Can a terminal be used without a cash register?
No, it cannot. If an entrepreneur accepts payment via a payment terminal, they must use a cash register or software cash register. This is because a payment transaction made via a payment terminal requires fiscalization.
Mandatory use of cash registers/payment terminals
There are certain exceptions when cash registers/payment terminals are not mandatory, for example, for sole proprietors in the first group of the single tax who:
- trade exclusively in villages,
- do not exceed income limits,
- do not trade remotely,
- do not sell excisable goods.
However, if such entrepreneurs use a payment terminal, they are also required to use RRO/PRRO.
Is it mandatory to connect a cash register to a payment terminal from March 1, 2025?
No, there is no such obligation. Current legislation does not require connecting or combining a cash register (CR or PR) with a POS terminal.
The changes made by Order of the Ministry of Finance No. 601 of November 22, 2024, to Regulation No. 13 also did not introduce such a rule.
On the contrary, the updated rules allow for a clear distinction between the concepts of which terminal is considered “connected” to the RRO and which is considered “combined.” This is important because previously, vague wording led to many disputes during inspections.
The legislation introduced two important terms related to payment terminals:
- A connected terminal is a separate device or program that interacts with each other through data exchange.

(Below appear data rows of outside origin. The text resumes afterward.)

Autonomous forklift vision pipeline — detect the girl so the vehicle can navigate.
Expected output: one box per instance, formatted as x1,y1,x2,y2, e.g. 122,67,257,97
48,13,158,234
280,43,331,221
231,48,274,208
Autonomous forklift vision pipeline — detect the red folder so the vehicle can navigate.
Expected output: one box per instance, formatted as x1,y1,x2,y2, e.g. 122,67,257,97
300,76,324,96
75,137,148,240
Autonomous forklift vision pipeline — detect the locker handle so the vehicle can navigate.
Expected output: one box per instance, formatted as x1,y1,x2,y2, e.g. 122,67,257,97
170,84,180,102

- A combined terminal is a single device or program that performs both functions simultaneously.
In addition, paragraph 4 of Section II of Regulation No. 13 stipulates that fiscal and expenditure receipts (lines 12–17) must contain information about payments made using a payment card through a terminal that is connected or combined with a cash register/payment terminal.
The tax service also confirms that the law does not establish a requirement to connect cash registers/payment terminals to POS terminals.

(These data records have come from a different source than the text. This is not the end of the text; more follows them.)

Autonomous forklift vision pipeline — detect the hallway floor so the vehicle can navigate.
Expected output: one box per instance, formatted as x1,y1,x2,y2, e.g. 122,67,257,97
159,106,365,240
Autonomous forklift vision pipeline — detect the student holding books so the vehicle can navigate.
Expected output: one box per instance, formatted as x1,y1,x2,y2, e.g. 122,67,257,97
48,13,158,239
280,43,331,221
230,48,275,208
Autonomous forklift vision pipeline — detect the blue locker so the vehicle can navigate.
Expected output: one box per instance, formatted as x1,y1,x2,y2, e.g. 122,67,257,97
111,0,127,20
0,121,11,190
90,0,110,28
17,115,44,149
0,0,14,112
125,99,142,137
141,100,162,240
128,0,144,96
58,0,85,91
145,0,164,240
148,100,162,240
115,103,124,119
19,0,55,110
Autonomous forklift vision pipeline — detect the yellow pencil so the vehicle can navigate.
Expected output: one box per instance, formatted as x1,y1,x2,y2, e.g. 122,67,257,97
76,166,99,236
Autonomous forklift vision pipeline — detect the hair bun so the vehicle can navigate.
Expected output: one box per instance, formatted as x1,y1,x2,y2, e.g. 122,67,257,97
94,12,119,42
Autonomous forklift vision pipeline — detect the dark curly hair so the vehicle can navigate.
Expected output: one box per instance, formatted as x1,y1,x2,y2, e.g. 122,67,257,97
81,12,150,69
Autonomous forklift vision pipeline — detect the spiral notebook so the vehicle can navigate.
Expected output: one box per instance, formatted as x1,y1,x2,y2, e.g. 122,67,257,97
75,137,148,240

Can a terminal be used without a cash register in a simplified system for sole proprietors?
This question most often arises for sole proprietors on a single tax. Indeed, the law allows certain categories of sole proprietors to operate without a cash register under certain conditions (for example, a small amount of income or specific types of activities). But if an entrepreneur installs a terminal, card payments are still treated as settlement transactions.
Therefore, even sole proprietors under the simplified taxation system must use a cash register or cash register software when accepting card payments.
What is the difference between working with cash and cards?
At first glance, it seems that cash is more difficult to control, and non-cash transactions are already visible at the bank. But the law makes no distinction: both cash and card payments are settlement transactions that must go through a cash register. The bank only transfers funds, but does not perform fiscalization.
Liability for violations
Businesses face fines not only when a fiscal receipt is completely missing. Any deviation from the established rules for conducting settlement transactions is considered a violation. The tax authorities check not only the fact of issuing a receipt, but also its correctness and authenticity.
The most common situations that may result in penalties are:
- payment without a registered cash register or payment terminal, regardless of whether it is cash or card;
- errors in the amount indicated on the receipt;
- absence or inaccuracy of mandatory details (date, time, fiscal number, name of the product, etc.);
- failure to issue a receipt to the buyer, both in printed and electronic form.
The first violation may result in a fine of 100% of the transaction amount, and a repeat violation may result in a fine of 150% or more. This makes experiments with “savings” on cash registers unprofitable.
Using a payment terminal without a cash register is not a “loophole” in the law, but a violation that can result in significant fines for the business. The terminal and the cash register perform different functions: one conducts the transaction, the other fiscalizes the payment. Therefore, they do not replace each other, but complement each other.